He’d experienced spells like this before. But they had never lasted so long nor seemed so disturbingly final. He felt that he was on the edge of a cliff. Behind him lay a vast expanse – of ideas, of his creative work, of the essence of his talent. Before him there was nothing solid upon which to tread. He feared that his pathway intended for him to step into the air and to free-fall to another plane, where solid ground would catch him and present a new and boundless landscape for the continued evolution of his work. For barely a second, he transferred the imagery away from his work and into his personal life. Abruptly, he unfolded his long body from the chair and walked to his computer to check the news.
Five weeks later they met again. What Liv had come to love about city living was the spontaneity of social gatherings. At four in the afternoon on a Saturday, her neighbor and she bumped into each other on the sidewalk. Motivated by the beautiful day, they decided to have an early summer cookout, at eight, on the roof-top deck of their building.
The winter had been cold and long and she recalled with excitement the parties of the previous warm seasons, her ﬁrst seasons living in the city. Her mind’s eye saw ﬂashes of starlight and candlelight. She remembered the heady scents – the perfumes, colognes, and smoke – and the feeling of the wine-induced, dreamlike balmy nights with Eros hovering above the eager living.
Enthusiasm grew as they planned; who would supply the food, who would run to the wine shop, and whom should they call. As they divided the call list, and her neighbor said she’d call Orin, Liv felt nervous with anticipation that she might see him in just a few hours.
As she showered and planned what to wear, she acknowledged to herself that it was no longer clear if her anticipation was to be with the real him who, admittedly, she hardly knew, or the him she conjured in her mind.
As she dressed alone in her bedroom, the solitary years of navigating her life were blatantly real in each moment. She felt there was no longer a person filling the husband role – no one to hear her thoughts, to enjoy her company, to fully appreciate her existence. The evening before her exemplified the separate lives they led. When she told her husband of the get-together, without a ﬂeck of disappointment he said that he had a meeting in the morning and that he needed to get to bed early. So, she went to the party hoping that Orin might be there.
At 8:45 he came up on the deck alone and greeted guests as he moved closer to her. He stayed in conversation for twenty minutes or so with a friend. He glanced toward her twice during this time. No one could have guessed by her demeanor that she was aware of these things or that her full attention was on him as she stood with a small cluster of guests and conversed naturally.
At last he joined her circle, giving a general greeting to all, and asking if he might refresh anyone’s drink. She asked for white wine – whatever he chose would be ﬁne. And then she waited, uneasy that he would get distracted along the way and not return for some time. But his return was quick and he handed her her drink last, standing close to her as he did so. Then, she relaxed in confidence that he would stay by her side.
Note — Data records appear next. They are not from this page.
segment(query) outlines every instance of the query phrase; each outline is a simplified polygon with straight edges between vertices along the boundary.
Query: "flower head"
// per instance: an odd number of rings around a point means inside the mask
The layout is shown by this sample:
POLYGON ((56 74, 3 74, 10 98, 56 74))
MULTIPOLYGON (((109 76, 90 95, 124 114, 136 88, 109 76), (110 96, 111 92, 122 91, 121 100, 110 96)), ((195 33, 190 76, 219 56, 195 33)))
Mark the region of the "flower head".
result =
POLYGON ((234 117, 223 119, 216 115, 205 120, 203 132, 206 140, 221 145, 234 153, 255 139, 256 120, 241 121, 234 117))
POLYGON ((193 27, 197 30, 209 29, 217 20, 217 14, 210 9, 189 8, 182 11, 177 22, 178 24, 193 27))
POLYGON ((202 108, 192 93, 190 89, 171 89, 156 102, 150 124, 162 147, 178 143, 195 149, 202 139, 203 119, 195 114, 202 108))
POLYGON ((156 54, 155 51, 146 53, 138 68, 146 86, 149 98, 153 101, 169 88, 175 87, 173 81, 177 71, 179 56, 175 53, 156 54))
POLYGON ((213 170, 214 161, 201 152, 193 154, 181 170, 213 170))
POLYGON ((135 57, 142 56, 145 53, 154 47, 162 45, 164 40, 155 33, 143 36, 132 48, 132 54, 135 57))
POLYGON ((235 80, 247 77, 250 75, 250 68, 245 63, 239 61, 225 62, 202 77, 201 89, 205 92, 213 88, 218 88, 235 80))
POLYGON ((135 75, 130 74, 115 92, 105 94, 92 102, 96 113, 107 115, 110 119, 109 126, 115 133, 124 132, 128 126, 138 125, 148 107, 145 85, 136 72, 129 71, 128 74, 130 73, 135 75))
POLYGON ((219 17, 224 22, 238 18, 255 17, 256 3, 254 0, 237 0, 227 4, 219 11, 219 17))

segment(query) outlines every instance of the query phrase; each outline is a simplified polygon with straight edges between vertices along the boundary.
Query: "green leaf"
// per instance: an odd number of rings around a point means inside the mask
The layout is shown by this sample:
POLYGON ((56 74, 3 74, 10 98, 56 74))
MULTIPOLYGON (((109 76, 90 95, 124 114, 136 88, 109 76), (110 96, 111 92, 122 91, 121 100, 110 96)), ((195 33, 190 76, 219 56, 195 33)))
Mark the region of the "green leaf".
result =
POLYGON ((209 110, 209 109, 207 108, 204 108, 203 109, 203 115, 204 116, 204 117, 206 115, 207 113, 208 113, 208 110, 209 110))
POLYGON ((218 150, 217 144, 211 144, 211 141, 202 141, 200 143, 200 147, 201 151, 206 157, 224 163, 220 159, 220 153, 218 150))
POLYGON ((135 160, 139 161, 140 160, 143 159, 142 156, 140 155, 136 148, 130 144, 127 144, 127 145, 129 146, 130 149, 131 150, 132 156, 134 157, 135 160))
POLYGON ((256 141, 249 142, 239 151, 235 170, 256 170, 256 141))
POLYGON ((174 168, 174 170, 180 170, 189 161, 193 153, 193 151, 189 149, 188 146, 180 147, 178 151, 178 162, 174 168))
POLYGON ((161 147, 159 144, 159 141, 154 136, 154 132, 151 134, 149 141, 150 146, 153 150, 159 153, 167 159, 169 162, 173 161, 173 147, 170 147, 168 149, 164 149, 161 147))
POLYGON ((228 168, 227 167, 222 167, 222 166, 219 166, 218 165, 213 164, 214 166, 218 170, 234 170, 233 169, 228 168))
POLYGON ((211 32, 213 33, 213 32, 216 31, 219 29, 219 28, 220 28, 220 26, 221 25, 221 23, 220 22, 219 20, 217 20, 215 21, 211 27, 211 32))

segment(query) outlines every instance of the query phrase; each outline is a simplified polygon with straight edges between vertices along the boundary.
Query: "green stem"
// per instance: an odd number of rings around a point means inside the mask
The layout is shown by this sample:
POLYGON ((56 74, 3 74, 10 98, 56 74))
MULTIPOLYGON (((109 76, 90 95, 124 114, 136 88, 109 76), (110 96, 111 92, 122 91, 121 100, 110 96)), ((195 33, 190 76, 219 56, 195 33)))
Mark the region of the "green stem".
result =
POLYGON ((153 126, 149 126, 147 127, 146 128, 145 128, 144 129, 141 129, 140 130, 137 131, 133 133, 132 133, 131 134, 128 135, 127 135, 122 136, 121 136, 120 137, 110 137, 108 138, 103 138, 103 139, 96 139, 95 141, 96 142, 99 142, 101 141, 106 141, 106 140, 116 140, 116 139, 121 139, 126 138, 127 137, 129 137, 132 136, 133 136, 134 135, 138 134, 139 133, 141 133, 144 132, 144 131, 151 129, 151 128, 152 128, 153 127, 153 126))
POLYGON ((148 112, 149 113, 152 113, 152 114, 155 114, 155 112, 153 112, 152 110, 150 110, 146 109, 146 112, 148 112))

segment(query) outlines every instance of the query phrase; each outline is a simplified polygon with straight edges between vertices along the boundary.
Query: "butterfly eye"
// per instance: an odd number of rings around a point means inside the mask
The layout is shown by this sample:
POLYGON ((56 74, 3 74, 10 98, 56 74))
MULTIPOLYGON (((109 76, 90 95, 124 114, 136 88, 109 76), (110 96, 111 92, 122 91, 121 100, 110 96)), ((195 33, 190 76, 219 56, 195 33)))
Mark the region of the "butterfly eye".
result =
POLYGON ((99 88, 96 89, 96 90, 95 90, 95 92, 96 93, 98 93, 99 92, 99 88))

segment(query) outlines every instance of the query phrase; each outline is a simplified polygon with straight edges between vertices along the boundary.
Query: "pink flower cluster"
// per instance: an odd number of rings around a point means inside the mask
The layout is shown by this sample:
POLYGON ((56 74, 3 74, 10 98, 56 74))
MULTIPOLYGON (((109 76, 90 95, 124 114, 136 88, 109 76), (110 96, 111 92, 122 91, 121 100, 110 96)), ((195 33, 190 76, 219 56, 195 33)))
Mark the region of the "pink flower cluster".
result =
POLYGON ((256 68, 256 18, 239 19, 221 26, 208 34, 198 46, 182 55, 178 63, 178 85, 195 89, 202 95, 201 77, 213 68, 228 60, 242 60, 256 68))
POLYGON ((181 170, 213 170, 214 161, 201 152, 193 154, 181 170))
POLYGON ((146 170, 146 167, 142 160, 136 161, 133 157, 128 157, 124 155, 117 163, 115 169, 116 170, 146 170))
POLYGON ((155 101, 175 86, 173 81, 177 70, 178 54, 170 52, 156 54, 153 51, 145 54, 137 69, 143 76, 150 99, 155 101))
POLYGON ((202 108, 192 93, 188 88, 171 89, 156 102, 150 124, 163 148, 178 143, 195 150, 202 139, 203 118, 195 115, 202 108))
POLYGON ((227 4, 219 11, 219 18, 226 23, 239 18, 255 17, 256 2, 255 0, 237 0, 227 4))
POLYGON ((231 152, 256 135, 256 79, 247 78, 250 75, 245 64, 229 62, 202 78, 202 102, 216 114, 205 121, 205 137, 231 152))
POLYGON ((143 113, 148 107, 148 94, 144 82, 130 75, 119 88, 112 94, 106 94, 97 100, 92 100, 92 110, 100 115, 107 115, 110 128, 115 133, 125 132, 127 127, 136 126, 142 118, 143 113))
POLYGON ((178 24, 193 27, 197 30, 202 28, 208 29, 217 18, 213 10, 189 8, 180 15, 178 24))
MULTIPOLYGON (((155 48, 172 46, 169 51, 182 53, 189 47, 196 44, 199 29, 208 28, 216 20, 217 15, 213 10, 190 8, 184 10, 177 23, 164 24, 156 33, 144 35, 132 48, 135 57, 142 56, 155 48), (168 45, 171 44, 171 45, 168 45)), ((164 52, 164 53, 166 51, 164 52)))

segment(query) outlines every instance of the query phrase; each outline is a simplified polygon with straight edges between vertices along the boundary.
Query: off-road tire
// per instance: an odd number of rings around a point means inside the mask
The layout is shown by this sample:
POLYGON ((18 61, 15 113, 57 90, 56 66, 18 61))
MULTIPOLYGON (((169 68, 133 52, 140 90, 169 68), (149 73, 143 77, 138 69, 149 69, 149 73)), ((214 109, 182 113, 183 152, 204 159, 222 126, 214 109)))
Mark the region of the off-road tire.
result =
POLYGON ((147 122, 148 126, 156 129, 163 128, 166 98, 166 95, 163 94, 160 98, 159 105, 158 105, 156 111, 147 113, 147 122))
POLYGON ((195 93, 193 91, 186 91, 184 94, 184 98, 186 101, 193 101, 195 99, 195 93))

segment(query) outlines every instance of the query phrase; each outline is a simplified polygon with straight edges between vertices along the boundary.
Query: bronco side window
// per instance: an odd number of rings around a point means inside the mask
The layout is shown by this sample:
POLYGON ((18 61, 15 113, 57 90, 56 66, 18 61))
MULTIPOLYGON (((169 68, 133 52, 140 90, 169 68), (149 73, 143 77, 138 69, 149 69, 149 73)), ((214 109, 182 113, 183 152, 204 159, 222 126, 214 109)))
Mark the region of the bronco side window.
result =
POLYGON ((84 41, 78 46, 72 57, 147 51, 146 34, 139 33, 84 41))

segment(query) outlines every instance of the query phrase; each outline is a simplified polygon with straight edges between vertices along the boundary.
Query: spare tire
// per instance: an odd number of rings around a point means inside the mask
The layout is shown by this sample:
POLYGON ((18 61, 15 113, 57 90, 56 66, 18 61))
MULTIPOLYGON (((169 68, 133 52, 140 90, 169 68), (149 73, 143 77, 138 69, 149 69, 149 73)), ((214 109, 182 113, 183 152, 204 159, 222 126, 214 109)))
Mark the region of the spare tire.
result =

It seemed to her that the past several weeks had led to this moment. Whether it was real or not, she felt that she was on sure footing when standing by him. Although he was just one of many new friends she’d made since moving to the city, the times they had talked felt more personal than the conversations she’d had with others. Again, she knew it might have been her perception only – but like any perception, it was real to her.
With courtesy and curiosity, he asked for her husband. She explained his not being there by saying he had a morning commitment and that he needed to get to bed early.
They stood together a long time, and with ease and enjoyment they simply talked. However, those in the room who took notice saw an absorption and interest that excluded others and was obviously a mutual attraction.
Orin found himself stuck in a place between sheer delight with their conversation, which sometimes became flirtatious, and the periodic discouragement when he remembered that she was married.
She asked him about his name. “Well, my mother was an imaginative creature and she thought of life as a meandering river – with streams and tributaries enhancing it along its way to the vast expanse at its end!” he replied, gesturing with an arm toward the heavens.
She smiled and said, “So poetic.”
“I think it is, actually. She named each of us for a river. My sister is Lena, after a river in Russia. My brother’s name is Hudson, after the great North American river. And I’m named for the South American river, Orinoco.”
They continued with stories of their childhoods. They asked each other about their “firsts”: a ﬁrst cigarette, a ﬁrst slow dance, a ﬁrst kiss, a ﬁrst love; and their “favorites”: a favorite book, a favorite movie, a favorite band, a favorite song, and, more to the point, a favorite heartbreak song.
Each new topic revealed more of her nature and he could not help being drawn into desire – for the conversation to go on, for the excuse to move closer to catch each word, for the brush of his hand on hers, and then to take in the very scent of her. But there were moments throughout their time together that evening that brought him up short with the reality that she was bound to another life. She would inadvertently wind her way through a story and it could not continue without the mention of her husband. When this happened, he thought he saw in her a hesitation, or a reluctance to go on, but she did.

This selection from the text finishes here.